The traffic stops and starts but I need to move along
London calls me a stranger
This is not my home, my home
–The City, Ed Sheeran
One has a lot of fears coming to NYC. Most chiefly for me was, not to be homeless. To feel safe. Having the things important to me feel safe. I came to NYC for a week, not completely on a whim. More like a prayer. To see if I could indeed live here. To see about getting a job. Which is hard. People in NYC don’t want to hire you when you don’t live here.
So I bought a one way ticket, and hopped on a plane. I had a place to stay for a few days out of the week, a stay which didn’t start until the day after I was supposed to arrive. Oops.
I mulled this over for a while. I could beg and borrow from others I knew…
Or take a crazy chance to face some fears. As you’ll remember from the last post, I’ve got some. Afraid all the time, actually.
Fears: be homeless. Get stabbed, or snatched, or mobbed by homeless people. Almost completely irrational. But I’m a girl. That’s how it goes.
So that night, as I flew into NYC alone, I decided.
I would sleep in LaGuardia. People sleep in airports all the time, right? Not certainly by choice, but they do. I would take it one step further, and shack up in the baggage claim. Not the nice comfy safe terminals. (Plus I had checked bags, I had to rescue them.) In my ridiculousness, I figured, if I could last one night in the baggage claim of LaGuardia, I would be all right to stay and live in NYC.
I am not as smart as this guy. That tent is genius.

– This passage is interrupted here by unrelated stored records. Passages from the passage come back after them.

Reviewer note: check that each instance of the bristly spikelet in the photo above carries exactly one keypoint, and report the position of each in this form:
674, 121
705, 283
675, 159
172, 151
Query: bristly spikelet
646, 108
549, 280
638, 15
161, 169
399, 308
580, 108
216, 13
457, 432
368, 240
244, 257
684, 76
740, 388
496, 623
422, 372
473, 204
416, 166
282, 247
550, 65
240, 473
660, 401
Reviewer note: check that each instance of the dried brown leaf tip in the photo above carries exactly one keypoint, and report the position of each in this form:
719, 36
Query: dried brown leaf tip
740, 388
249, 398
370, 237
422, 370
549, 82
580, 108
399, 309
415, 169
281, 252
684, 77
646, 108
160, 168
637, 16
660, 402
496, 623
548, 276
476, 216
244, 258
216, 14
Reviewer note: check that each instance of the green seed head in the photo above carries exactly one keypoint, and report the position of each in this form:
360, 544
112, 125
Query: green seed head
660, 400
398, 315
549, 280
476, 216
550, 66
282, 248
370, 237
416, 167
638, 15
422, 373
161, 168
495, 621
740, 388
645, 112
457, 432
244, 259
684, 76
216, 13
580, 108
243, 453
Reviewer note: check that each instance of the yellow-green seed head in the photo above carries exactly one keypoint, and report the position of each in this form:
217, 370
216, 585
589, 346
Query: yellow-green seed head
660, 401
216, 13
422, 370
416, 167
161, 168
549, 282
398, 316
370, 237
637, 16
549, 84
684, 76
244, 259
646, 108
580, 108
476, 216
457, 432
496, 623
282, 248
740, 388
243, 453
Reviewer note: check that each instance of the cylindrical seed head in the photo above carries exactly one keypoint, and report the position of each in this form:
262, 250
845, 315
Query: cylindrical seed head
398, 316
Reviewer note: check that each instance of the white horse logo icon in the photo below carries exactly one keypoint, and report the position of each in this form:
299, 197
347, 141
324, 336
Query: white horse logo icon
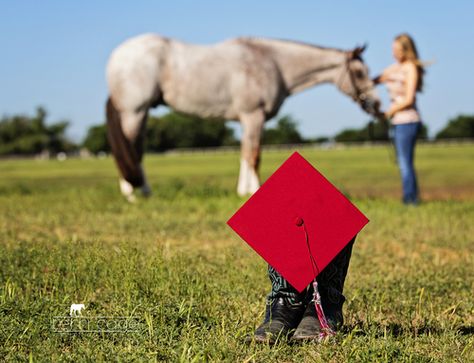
76, 309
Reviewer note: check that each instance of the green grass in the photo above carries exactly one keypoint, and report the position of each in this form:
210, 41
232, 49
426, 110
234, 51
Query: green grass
66, 236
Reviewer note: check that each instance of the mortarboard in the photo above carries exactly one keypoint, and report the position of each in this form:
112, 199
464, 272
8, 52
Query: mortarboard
297, 221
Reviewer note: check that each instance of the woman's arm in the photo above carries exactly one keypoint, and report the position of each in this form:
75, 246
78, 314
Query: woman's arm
384, 76
410, 91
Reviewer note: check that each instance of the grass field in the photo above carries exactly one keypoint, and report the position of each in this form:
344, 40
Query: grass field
66, 236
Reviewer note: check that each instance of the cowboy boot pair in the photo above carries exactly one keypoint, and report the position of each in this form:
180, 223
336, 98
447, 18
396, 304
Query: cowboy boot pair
288, 310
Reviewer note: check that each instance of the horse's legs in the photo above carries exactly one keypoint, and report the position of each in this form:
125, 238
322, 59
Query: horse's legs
133, 127
252, 124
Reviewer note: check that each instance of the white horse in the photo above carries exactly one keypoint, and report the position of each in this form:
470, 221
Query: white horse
244, 79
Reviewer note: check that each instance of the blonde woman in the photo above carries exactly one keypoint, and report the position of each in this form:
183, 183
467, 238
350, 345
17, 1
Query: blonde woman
404, 79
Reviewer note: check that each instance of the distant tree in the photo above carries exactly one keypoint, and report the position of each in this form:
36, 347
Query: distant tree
285, 132
372, 131
460, 127
176, 130
96, 139
20, 134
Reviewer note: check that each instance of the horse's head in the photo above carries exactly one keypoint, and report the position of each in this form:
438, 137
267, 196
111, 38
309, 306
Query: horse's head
355, 82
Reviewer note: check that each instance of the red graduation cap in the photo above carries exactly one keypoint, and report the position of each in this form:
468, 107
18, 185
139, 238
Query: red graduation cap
297, 221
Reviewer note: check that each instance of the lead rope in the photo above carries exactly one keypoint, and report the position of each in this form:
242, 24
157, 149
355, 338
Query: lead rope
326, 330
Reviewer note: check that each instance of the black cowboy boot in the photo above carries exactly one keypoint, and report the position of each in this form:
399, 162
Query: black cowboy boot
330, 286
285, 307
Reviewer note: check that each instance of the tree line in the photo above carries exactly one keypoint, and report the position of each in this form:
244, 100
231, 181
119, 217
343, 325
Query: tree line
30, 135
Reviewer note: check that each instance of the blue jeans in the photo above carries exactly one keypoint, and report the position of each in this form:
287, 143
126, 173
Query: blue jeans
405, 139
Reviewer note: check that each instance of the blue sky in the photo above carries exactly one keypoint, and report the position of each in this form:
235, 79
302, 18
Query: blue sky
54, 52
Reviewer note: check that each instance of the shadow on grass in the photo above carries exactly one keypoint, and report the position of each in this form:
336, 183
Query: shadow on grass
397, 330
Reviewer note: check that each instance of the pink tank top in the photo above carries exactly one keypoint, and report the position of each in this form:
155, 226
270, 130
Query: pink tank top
396, 88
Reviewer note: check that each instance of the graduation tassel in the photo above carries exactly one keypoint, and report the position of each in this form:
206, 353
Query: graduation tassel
326, 330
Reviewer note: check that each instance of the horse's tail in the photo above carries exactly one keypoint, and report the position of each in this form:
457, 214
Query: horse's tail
127, 155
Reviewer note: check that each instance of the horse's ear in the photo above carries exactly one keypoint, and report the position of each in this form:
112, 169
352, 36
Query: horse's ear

This is what despair looks like.
Long story short, I did it. I managed to sleep for a while, but one too many creepy shuffling dudes did me in, and I ended up watching some Netflix on my phone, waiting in vain for the morning hours. But I did it. (Ask me the story over coffee sometime, and do yourself a favor by googling images of ‘sleeping in airport’. Some complete gems.)
Essentially, sleeping in LaGuardia became my moment of overcoming. The moment that I could look back and say, whatever happens, I know at least, that I can do that. One time I can look back and say, “Here. Here is where I overcame. I can make it through.”
That’s what this whole journey is about though, isn’t it? Doing life in spite of the fear. Having the courage to run after what you should be running after.
Fear is a huge controlling factor in people’s lives. When it is hard and lonely and different, we crave the safety and comfort of things and places we know. But I didn’t leave for comfort. I left to grow, to be challenged.
Do we stop growing when things are comfortable? When they are easy? Or safe? Does the craving of the familiar mean that we are weak, and are dependent upon that comfort? Does that mean that we should strive to throw off that dependency? What is the line between content and comfort? Have we confused them?
So many people say the opposite of fear is courage. Or that the opposite of fear is bravery, or action, or recklessness, or any of those other words that sound like you should strap on some leather bracers and grab a spear, ala Russell Crowe in Gladiator.
I’d say the opposite of fear is obedience. Someone I know once said, “Fear over obedience is a rejection of God’s goodness.” That God knows what is going on, and has a plan.
The comfort (friends/house/job/you name it) we’re afraid of leaving, is not really any comfort. The comfort is in the cross. Jesus. That God’s plan and purpose is ultimately the best thing, and the small comforts on earth we crave are nothing compared to what God has in mind.